Che cosa c’è nella testa e nel cuore di chi il caso ha scelto, meglio: ha colpito, per un destino diverso è impossibile da indovinare. Noi? La sola cosa saggia è quella di non condannare dall’alto della fortuna.
Qualche anno fa, timidamente e per interposta persona per non ledere la mia presunta sensibilità, io fui avvicinato da lontano da Mimmo Critelli, una di quelle persone che la fortuna non l’hanno avuta: un ergastolano. Un uomo che stava pagando ad un prezzo carissimo forse per colpe non sue. Forse qualcuna. Forse non tutte. Forse nessuna.
Mimmo era chiuso da tempo immemorabile con lucchetti e catenacci in una stanzetta con le inferriate a Voghera e a me non disse nulla del perché.
Chi pensa che Mimmo mi avesse cercato per succhiare qualcosa da me come fanno in tanti, avrebbe estrapolato, magari, su se stesso e avrebbe sbagliato: Mimmo mi voleva dare qualcosa. E non solo a me, ma a quel mondo che lo aveva rifiutato. Giustamente? Chissà.
Mimmo aveva scritto un libro di poesie e lo aveva intitolato Opera d’Amore. Erano poesie delicatissime, qualcosa che nulla aveva a che vedere con il truce ergastolano dell’iconografia popolar-salottiera. Il libro era stato pubblicato e Mimmo voleva che tutti i guadagni andassero alla ricerca che noi conduciamo perché il turpe ergastolano non sopportava che qualcuno soffrisse. Il microscopio sottratto togliendo anche la speranza a chi schiattava di malattie orrende? Un atto così abominevole non è qualcosa che lui, il galeotto, avrebbe mai commesso. Quella è roba che si può fare solo se il cuore non c’è più o non c’è mai stato.
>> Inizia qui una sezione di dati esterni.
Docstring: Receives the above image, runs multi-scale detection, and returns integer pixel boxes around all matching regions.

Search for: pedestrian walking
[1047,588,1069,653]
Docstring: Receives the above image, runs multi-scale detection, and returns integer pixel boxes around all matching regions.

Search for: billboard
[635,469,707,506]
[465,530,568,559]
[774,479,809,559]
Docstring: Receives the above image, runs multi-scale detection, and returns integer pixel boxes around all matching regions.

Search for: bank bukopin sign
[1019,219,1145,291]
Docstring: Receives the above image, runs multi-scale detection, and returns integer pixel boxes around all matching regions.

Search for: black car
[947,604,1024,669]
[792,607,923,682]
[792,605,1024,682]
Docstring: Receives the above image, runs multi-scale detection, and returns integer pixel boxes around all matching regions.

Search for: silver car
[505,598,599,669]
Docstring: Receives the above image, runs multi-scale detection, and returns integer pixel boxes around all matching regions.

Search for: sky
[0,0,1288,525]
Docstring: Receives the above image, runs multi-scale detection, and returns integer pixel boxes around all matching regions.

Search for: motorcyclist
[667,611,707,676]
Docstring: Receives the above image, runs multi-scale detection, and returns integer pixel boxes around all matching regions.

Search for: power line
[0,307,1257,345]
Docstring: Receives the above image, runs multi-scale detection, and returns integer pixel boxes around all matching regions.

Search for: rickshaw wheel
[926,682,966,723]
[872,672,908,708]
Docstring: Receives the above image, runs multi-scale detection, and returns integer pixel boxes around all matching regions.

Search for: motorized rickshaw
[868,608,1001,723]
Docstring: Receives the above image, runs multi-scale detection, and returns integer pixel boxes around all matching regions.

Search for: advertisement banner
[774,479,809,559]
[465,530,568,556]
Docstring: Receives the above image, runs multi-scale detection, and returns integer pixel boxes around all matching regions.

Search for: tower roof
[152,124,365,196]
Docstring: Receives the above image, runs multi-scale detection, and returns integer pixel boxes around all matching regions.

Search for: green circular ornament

E, allora, via alle vendite del libro. Copie vendute? Intorno a zero. Zero perché solo chi non ha niente da fare legge poesie. Di un ergastolano, poi…! È per le ricerche di cui pretendiamo strillando i risultati recapitati mentre piagnucoliamo su noi stessi senza muovere un dito? Scusa ma non ho tempo: ripassa un’altra volta. Ora accendo la TV perché c’è Il Grande Fratello e poi vado su Internet e leggo le parole di fuoco non scritte ma firmate da un comico trasformato per uno scherzo della fortuna in maestro di pensiero.
Ora Mimmo è morto. La sorte aveva giocato abbastanza con lui e Mimmo non c’è più. Ora è solo per fortuna che Mimmo non vede più quanto repellente è il mondo.